Whether the Donald Trump administration will order the U.S. Navy to conduct more "freedom of navigation operations" in the South China Sea in the next few months will serve as a barometer for the international community to gauge the sincerity of the United States in not only continuing its good relations with China but also in maintaining peace and stability in the Asia-Pacific region.

U.S. media reports say the Pentagon is mulling more regular patrols in the South China Sea, perhaps two to three a month as proposed by the U.S. Pacific Command, to emphasize the importance of "freedom of navigation" in the waters claimed by China.

Although the U.S. Navy had been sailing freely around the world for decades, the Barack Obama administration started the controversial practice in the disputed waters of the South China Sea with the specific purpose of confronting China. The Obama administration approved four "freedom of navigation" operations in the disputed waters in the last year of his term, fueling tensions between the two countries.

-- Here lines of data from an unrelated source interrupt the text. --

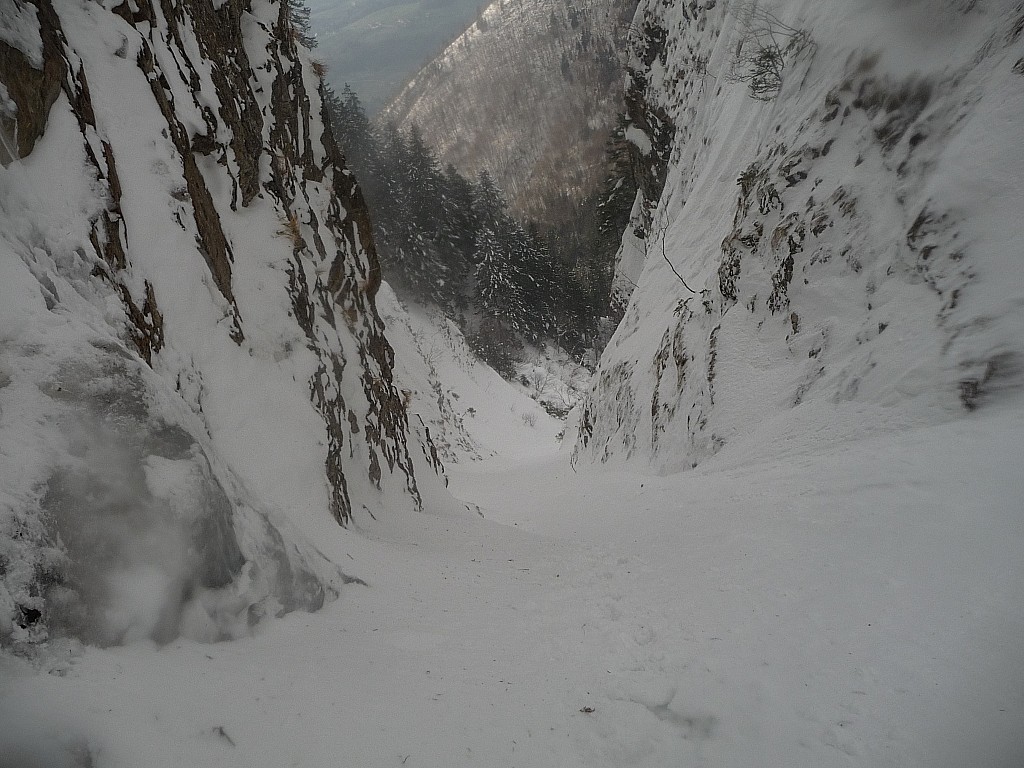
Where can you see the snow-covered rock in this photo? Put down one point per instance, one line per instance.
(528, 92)
(194, 378)
(839, 256)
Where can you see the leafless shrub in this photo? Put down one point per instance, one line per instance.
(764, 48)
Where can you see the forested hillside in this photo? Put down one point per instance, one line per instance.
(454, 243)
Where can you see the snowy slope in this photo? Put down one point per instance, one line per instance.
(854, 606)
(194, 379)
(841, 258)
(470, 411)
(528, 93)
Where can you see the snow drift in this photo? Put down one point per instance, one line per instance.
(830, 238)
(194, 378)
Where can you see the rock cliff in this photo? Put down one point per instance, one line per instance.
(828, 239)
(194, 376)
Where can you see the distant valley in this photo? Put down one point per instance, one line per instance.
(378, 45)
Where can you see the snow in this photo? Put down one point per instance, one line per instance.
(838, 584)
(856, 605)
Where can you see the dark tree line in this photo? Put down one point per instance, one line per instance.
(450, 241)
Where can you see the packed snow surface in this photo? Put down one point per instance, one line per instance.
(853, 605)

After Trump took office, the U.S. has conducted three such operations.

China has condemned the operations as blatant provocation.

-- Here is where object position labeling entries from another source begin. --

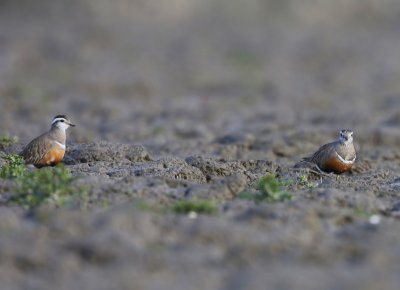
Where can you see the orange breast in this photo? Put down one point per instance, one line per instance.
(333, 164)
(53, 157)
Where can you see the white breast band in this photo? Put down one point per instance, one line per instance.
(61, 145)
(344, 160)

Considering that Trump is yet to explicitly explain his Asia-Pacific policy, by continuing the patrols he will also continue the confrontational policy of Obama. So before he does so, he should be advised to rethink the U.S. practice, also because it appears increasingly untenable.

The U.S. military maneuverings seem to be at odds with the trend of U.S. global strategic contraction, which is deemed as a natural outcome of Trump's "America First" policy. It should also be mentioned that, thanks to efforts of China and some Southeast Asian countries, the South China Sea disputes have markedly de-escalated, which means the U.S. will lose its high moral ground if it continues to act as a self-appointed referee in the region.

Last month, the foreign ministers of China and the Association of Southeast Asian Nations member states endorsed the framework for a Code of Conduct in the South China Sea in Manila, marking a significant step forward in building peace in and stabilizing the region.

The document should make the U.S. realize that the time for it to use the maritime disputes to interfere in regional affairs is over. Yet by mulling more regular navy patrols in the South China Sea, Pentagon is sending a signal that it is not ready to accept the new reality in the waters and change its behaviors accordingly.

If Trump gives the green light to more U.S. patrols in the South China Sea, he will cast a shadow on China-U.S. ties, which would go against the two countries' efforts to improve ties and deepen cooperation at bilateral and multilateral levels. Stronger U.S. military presence in the region, widely perceived as a U.S. strategy to contain China's rise, will trigger rising regional concerns over a China-U.S. confrontation, and thus disrupt the current good atmosphere created by regional efforts to resolve the maritime disputes.

Besides, the U.S. does not have any legal ground for conducting "freedom of navigation" operations in the South China Sea, as the UN Convention on the Law of the Sea allows foreign vessels to enjoy the right of innocent passage through territorial waters, but military vessels are not endowed with the same right.

Against such a backdrop, China is justified in interpreting the muscle-flexing by the U.S. military in the name of "freedom of navigation" as a threat to regional peace and stability. A series of accidents involving U.S. military vessels in the Pacific this year-the U.S. Navy lost 17 sailors in two of these accidents-provides ready proof that the U.S. move can be a threat to its own military personnel as well.

Instead of following Obama's policy, Trump should be advised to come up with a better Asia-Pacific policy that would help deepen cooperation, not trigger a confrontation, in the region.

The author, Wang Hui, is a senior writer with China Daily.